MaM
charlie and i just finished the 10-hour documentary on netflix, “making a murderer.” if you liked “serial” first season, you will love this one. (so far, not entirely impressed with serial season two.)
i’m generally fascinated by court cases and facts as they unfold, so this documentary was really interesting to me. i took two law classes in college/grad school, so you’re dealing with that kind of nerd. i think it would be awesome to be a lawyer’s researcher for a respectable sounding place like Hastings Law Firm, reading up on old cases to make a connection.
slight spoilers. if you plan on watching this and plan to not google to find out what happened, now’s the time to back out.
read on…
it’s infuriating and blood-boiling to think about how the wisconsin local police and judiciary system in wisconsin failed a person not only once, but twice.

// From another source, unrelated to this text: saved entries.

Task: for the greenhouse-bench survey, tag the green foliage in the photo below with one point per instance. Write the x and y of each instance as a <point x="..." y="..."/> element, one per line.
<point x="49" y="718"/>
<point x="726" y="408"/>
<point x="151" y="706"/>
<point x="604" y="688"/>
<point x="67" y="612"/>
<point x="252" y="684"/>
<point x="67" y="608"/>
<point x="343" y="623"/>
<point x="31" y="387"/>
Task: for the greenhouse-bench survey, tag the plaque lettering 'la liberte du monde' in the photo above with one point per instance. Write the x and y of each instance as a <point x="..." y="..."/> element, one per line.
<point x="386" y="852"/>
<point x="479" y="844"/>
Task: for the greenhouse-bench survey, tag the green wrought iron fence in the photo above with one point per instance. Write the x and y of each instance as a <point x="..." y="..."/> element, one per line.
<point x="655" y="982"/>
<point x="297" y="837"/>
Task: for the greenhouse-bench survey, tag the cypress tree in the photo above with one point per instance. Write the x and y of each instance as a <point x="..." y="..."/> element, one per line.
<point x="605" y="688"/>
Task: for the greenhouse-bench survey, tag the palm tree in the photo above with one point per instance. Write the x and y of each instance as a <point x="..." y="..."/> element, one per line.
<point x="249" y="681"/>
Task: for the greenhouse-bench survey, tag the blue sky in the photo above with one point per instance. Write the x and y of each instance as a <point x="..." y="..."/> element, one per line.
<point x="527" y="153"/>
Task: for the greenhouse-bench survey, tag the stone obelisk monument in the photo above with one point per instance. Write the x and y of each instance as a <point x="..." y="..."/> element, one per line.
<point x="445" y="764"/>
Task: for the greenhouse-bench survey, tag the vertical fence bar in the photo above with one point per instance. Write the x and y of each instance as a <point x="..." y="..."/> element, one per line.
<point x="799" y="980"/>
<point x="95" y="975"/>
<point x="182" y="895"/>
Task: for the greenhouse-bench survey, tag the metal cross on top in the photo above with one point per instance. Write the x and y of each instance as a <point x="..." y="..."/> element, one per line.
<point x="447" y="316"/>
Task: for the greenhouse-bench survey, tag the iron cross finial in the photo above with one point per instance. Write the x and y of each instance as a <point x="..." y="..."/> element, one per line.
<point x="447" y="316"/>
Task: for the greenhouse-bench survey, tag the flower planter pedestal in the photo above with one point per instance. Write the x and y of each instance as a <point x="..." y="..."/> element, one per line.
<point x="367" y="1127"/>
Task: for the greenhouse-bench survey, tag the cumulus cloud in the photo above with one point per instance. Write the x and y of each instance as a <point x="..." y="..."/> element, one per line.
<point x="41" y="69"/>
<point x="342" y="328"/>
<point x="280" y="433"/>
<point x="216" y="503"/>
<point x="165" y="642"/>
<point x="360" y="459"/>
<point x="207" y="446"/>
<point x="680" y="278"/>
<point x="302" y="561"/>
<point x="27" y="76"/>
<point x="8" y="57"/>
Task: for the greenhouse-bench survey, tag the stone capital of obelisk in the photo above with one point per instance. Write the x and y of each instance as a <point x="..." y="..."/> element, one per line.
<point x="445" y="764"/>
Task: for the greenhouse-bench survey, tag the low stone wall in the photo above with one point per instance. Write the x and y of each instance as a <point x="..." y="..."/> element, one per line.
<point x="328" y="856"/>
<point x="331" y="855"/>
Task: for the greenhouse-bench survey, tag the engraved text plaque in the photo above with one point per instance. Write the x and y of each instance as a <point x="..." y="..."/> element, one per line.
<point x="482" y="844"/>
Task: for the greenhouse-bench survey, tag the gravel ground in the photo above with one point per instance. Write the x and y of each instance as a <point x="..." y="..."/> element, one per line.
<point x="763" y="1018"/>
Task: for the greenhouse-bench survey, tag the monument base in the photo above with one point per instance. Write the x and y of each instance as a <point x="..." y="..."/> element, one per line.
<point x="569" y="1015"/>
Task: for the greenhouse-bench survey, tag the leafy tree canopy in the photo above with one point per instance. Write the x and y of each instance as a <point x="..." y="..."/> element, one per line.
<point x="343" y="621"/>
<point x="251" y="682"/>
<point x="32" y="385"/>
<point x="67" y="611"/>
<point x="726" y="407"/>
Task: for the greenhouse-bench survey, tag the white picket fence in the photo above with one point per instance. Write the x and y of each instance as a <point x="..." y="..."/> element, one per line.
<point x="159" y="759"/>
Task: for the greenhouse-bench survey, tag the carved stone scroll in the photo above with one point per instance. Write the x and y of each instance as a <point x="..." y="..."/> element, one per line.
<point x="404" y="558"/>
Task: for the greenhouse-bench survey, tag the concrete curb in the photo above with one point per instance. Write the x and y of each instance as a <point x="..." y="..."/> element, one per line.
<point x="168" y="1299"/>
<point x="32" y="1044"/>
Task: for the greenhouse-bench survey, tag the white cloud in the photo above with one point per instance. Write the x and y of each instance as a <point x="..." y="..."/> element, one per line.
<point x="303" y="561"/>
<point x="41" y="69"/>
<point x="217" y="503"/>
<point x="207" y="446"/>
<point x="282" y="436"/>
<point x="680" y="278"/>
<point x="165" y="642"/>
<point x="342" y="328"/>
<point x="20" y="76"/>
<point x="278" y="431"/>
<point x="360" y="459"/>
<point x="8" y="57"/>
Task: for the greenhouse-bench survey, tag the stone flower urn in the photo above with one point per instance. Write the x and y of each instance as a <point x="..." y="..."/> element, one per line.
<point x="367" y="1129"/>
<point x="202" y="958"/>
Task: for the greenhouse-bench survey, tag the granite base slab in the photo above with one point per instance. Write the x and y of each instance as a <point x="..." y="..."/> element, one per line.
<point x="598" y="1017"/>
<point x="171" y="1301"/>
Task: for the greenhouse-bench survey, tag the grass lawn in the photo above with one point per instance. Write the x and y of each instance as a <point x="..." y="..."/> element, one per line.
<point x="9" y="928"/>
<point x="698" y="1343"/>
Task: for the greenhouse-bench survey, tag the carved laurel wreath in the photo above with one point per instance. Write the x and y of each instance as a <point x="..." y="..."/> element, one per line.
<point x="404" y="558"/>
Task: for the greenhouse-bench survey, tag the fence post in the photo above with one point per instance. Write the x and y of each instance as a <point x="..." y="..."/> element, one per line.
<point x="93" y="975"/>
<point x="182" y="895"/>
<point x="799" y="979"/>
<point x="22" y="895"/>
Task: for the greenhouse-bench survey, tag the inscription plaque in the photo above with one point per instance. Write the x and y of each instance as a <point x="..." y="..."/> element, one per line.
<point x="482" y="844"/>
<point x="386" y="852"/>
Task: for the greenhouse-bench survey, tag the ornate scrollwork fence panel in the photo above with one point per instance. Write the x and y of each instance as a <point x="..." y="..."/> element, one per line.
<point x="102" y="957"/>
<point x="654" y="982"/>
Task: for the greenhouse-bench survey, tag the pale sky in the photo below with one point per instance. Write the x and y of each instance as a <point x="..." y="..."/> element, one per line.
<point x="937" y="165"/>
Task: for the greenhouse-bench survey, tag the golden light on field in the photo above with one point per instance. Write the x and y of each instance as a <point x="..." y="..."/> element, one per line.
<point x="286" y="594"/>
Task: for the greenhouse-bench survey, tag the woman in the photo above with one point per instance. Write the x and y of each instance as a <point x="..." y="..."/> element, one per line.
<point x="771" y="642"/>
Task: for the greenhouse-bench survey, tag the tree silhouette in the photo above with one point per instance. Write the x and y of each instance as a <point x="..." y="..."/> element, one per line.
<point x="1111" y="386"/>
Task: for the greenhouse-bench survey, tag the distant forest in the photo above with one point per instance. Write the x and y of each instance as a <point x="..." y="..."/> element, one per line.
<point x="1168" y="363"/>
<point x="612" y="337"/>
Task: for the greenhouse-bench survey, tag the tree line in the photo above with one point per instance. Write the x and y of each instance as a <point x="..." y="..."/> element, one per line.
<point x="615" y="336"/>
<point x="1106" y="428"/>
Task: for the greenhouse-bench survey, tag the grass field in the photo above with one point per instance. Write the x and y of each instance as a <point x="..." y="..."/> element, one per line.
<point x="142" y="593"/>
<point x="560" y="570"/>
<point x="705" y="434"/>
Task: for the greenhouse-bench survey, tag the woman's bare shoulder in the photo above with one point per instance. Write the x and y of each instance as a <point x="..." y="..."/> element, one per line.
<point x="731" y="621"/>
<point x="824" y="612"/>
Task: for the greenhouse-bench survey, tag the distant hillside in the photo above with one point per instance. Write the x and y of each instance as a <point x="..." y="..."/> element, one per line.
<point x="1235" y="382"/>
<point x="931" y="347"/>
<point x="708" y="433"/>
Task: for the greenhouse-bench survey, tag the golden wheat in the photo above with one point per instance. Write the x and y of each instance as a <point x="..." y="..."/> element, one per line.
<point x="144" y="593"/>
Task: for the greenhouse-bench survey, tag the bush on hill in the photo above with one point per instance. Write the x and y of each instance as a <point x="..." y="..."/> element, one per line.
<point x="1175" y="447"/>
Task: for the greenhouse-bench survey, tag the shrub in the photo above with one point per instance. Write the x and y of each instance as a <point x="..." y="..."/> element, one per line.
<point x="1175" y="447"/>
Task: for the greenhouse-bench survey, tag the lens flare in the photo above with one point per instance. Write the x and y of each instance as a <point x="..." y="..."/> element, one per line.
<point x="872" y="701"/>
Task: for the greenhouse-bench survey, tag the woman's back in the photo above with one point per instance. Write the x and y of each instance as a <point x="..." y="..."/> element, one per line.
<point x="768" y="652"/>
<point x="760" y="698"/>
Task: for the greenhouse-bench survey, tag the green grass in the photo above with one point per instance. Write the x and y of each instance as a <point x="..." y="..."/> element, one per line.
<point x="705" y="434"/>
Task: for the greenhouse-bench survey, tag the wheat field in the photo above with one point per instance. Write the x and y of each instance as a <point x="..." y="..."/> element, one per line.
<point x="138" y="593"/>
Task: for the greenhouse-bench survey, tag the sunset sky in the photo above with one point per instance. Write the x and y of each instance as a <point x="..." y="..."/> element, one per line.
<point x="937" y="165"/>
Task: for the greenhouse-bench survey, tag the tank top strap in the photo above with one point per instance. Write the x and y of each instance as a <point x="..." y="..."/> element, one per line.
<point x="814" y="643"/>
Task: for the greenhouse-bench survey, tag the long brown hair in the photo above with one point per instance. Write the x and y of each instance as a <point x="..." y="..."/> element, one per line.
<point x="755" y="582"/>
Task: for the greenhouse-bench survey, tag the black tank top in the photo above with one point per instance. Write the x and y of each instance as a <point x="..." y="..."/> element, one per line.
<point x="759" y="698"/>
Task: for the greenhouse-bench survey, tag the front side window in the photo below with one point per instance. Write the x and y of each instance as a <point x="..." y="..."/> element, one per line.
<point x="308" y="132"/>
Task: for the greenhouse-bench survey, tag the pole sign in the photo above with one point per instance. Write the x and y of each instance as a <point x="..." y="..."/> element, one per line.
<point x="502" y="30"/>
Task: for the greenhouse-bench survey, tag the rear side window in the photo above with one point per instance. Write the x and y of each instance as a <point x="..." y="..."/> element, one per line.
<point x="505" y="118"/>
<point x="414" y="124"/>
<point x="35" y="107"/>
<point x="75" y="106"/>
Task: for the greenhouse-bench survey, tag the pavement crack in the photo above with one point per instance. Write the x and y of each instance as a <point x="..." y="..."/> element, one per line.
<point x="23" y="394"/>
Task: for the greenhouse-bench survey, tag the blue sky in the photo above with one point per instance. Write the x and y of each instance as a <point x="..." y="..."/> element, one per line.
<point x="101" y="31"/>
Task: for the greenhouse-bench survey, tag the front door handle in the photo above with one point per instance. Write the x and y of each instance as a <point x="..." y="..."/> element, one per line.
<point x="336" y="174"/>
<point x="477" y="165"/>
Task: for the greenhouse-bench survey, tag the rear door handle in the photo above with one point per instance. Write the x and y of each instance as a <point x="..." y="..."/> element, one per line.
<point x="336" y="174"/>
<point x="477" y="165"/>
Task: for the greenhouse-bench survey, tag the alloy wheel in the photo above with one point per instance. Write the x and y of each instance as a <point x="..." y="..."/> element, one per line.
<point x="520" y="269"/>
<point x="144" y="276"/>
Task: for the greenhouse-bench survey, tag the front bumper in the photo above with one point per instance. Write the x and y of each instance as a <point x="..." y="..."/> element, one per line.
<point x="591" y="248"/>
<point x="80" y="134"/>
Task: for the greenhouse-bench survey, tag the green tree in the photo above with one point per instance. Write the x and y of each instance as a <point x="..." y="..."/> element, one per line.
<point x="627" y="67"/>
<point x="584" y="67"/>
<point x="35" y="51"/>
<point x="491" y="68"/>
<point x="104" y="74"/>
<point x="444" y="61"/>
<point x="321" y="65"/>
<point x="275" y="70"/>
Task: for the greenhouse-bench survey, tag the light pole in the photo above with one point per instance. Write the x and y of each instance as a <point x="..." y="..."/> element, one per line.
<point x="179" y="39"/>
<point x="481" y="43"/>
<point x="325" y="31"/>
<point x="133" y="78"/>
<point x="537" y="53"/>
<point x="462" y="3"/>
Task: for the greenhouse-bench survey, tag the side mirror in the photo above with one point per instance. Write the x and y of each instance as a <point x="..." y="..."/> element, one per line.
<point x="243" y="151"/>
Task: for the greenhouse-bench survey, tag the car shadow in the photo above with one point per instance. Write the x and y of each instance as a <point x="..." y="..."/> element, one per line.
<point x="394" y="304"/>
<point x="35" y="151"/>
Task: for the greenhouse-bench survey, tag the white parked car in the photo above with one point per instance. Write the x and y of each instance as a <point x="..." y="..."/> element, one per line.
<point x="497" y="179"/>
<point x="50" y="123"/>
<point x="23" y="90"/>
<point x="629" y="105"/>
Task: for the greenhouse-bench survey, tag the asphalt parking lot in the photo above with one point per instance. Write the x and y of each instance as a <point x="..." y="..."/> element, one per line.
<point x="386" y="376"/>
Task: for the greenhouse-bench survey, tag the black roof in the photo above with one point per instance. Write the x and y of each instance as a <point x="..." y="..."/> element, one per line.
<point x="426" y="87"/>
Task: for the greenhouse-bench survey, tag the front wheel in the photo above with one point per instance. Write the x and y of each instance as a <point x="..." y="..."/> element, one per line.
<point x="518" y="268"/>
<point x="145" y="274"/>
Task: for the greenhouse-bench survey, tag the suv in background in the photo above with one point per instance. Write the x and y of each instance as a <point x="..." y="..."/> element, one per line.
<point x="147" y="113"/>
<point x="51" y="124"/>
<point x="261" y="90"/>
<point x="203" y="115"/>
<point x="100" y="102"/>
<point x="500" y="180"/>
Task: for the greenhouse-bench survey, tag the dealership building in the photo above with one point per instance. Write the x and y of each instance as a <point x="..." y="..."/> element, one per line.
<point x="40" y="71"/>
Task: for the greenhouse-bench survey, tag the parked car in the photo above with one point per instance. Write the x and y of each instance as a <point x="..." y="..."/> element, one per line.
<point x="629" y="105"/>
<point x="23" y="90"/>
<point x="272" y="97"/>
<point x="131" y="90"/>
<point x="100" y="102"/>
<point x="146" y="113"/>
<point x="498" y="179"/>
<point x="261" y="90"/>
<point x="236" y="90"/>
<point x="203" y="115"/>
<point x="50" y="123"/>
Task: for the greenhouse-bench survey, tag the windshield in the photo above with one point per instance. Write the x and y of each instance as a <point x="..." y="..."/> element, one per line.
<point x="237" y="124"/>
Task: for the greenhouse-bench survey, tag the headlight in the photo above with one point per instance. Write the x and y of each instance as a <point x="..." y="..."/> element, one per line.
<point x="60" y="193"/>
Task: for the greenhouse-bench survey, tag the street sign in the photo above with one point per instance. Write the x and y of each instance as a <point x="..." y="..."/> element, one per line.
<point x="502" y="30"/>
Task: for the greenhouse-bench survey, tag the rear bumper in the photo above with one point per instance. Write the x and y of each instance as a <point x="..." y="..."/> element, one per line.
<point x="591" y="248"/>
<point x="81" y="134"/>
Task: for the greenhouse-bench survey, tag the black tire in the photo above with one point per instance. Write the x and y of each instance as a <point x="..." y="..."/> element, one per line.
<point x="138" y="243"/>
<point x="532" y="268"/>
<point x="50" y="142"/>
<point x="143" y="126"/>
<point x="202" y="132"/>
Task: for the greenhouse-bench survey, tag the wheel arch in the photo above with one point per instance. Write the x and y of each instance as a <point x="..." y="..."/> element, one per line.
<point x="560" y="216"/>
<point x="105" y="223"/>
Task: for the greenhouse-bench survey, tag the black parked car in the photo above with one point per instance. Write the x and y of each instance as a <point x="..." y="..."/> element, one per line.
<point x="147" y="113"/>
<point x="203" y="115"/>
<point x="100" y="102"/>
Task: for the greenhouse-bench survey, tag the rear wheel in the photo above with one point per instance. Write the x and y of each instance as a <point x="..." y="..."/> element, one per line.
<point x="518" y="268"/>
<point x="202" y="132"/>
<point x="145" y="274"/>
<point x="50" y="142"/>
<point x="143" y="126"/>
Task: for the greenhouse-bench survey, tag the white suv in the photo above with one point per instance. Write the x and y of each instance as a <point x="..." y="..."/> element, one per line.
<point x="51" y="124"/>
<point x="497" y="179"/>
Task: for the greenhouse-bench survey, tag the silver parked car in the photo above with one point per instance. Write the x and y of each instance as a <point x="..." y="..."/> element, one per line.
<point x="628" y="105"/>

i know that this documentary was relatively one sided and contains slant, but based on what you see, and it’s pretty much court videos and interviews with people who were there, you wonder how on earth a jury decided what it decided. if you’re on a jury, you need to be certain beyond a reasonable doubt that a person is guilty. there was definitely reasonable doubt, and for the majority of a jury to be influenced by its minority peers so much is pretty ridiculous (the initial guilty vs. not guilty vs. undecided vote was 3-7-2).
i’ve never been called for jury duty (knock on wood), but i have no doubt i would be thrown out from jury selection right away. (too pacifist. too liberal. too stubborn. too smart! [haha]).
we finished today and of course i’m off on the internet looking at reddit’s theories and making of articles and checking out the impartialness of the documentary (how slanted is it?).
one thing MaM didn’t have to do much to convince me of: government is sketchy even in local yokel wisconsin. (and this coming from local yokel neighbor, minnesota.)